GRACE Approach to Information Retrieval


GRACE is a comprehensive information retrieval system tailored specifically to the needs of the researchers in just any scientific field. GRACE was designed as a unique knowledge platform that offers a wide range of functionalities by maximizing the use of the existing resources. Rather than requiring additional investments into the computing infrastructure, GRACE allows research communities to get organized around their specific common interests, and share their computational, storage and knowledge resources according to their specific information needs. For that purpose GRACE uses the cutting‑edge technologies, and introduces several ground‑breaking innovations into the information retrieval.

Knowledge Domains

At the heart of the GRACE innovative approach lays the concept of the Knowledge Domain. Knowledge Domain is a complete virtualization of multiple content sources by means of a knowledge representation system (ontology) that reflects the conceptualization of the reality that is specific to a particular group of end‑users. These three crucial aspects: information resources, ontology, and the community of users are fused in GRACE into a single conceptual frame named the Knowledge Domain.

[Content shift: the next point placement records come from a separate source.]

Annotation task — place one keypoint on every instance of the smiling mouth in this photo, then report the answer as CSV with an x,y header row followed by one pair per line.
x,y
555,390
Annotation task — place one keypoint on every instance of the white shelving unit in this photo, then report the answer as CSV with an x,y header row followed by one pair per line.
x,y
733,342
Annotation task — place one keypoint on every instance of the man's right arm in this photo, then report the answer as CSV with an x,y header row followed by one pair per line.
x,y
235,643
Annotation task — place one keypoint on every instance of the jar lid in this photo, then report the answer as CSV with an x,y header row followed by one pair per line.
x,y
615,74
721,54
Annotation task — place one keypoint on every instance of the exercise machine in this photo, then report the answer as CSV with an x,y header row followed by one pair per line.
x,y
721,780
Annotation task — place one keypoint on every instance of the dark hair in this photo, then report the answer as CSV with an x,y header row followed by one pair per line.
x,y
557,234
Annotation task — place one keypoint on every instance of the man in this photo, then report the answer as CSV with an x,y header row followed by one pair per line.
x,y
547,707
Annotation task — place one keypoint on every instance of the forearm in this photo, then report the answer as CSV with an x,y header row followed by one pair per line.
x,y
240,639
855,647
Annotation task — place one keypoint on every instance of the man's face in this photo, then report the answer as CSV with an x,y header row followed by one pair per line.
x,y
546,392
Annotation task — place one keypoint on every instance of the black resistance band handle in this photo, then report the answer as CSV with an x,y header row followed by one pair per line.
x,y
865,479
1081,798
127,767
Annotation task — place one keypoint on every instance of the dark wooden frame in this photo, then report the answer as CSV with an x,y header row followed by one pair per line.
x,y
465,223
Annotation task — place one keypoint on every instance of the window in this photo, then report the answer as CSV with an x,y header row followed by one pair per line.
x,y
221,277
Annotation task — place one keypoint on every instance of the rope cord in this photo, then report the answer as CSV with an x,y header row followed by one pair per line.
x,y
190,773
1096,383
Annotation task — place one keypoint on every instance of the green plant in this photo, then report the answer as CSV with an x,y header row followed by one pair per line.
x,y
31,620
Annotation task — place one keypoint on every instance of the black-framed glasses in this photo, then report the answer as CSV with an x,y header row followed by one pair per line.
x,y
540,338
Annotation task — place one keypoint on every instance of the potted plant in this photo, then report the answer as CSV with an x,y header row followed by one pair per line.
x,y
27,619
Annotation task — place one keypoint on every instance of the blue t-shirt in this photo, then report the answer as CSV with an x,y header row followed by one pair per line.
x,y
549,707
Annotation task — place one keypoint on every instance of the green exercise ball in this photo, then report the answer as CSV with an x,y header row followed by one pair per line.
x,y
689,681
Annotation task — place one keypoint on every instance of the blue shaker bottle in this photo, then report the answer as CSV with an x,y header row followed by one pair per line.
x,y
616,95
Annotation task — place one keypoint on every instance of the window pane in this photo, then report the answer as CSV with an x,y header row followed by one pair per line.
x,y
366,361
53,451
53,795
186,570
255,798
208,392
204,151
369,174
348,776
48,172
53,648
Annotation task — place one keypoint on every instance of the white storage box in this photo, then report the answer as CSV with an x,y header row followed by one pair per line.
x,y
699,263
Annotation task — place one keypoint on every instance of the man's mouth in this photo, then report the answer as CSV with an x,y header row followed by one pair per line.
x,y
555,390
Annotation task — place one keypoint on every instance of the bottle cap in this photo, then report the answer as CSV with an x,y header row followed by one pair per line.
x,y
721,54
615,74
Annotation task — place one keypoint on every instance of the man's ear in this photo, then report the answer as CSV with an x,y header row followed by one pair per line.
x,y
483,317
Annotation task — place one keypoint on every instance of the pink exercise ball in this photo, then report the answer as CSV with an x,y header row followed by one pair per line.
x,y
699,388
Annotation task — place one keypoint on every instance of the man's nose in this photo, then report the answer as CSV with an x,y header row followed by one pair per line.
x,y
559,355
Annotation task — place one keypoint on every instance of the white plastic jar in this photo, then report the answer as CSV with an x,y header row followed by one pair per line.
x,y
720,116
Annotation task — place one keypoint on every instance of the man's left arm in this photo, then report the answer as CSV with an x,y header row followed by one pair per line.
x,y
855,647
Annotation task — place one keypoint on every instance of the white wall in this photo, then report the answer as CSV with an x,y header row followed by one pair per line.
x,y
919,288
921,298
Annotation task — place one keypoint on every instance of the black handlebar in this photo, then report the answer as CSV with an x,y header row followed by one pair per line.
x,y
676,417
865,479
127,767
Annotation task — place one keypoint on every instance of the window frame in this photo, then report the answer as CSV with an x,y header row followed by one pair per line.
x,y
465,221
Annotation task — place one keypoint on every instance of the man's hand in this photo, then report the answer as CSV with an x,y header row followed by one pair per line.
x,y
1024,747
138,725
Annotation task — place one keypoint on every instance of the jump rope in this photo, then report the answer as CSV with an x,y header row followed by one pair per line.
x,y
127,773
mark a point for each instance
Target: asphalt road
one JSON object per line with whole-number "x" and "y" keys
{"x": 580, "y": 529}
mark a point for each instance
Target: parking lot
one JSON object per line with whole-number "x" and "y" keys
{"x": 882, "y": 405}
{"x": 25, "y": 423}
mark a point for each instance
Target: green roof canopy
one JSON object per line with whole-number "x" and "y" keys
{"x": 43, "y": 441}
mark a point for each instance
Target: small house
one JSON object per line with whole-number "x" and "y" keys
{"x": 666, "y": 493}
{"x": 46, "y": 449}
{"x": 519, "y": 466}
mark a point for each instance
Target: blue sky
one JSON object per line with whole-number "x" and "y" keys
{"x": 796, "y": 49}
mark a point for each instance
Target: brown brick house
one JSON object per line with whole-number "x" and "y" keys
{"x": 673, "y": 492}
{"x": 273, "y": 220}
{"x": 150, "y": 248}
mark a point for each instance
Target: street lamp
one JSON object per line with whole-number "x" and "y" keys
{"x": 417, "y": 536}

The concept of Knowledge Domain allows GRACE to introduce a highly innovative approach to the information retrieval from multiple content sources in parallel. This kind of information retrieval is typically referred to as meta‑search, and is included today into the standard offer by all commercial Knowledge Management systems. The main problem hereby is the integration of the search results from various content sources that may support differing ranking strategies [1] , querying syntaxes, meta‑data schemas etc.

The typical solution to this problem is in the post‑retrieval processing of the retrieved documents during which they are normalized to a canonical format (including the common document format, meta‑data schema, etc.), and than integrated into a single presentational structure, either by re‑ranking them uniformly, or by categorizing them into a pre‑existing classification schema, or by creating an ad hoc set of cluster labels automatically extracted from these documents.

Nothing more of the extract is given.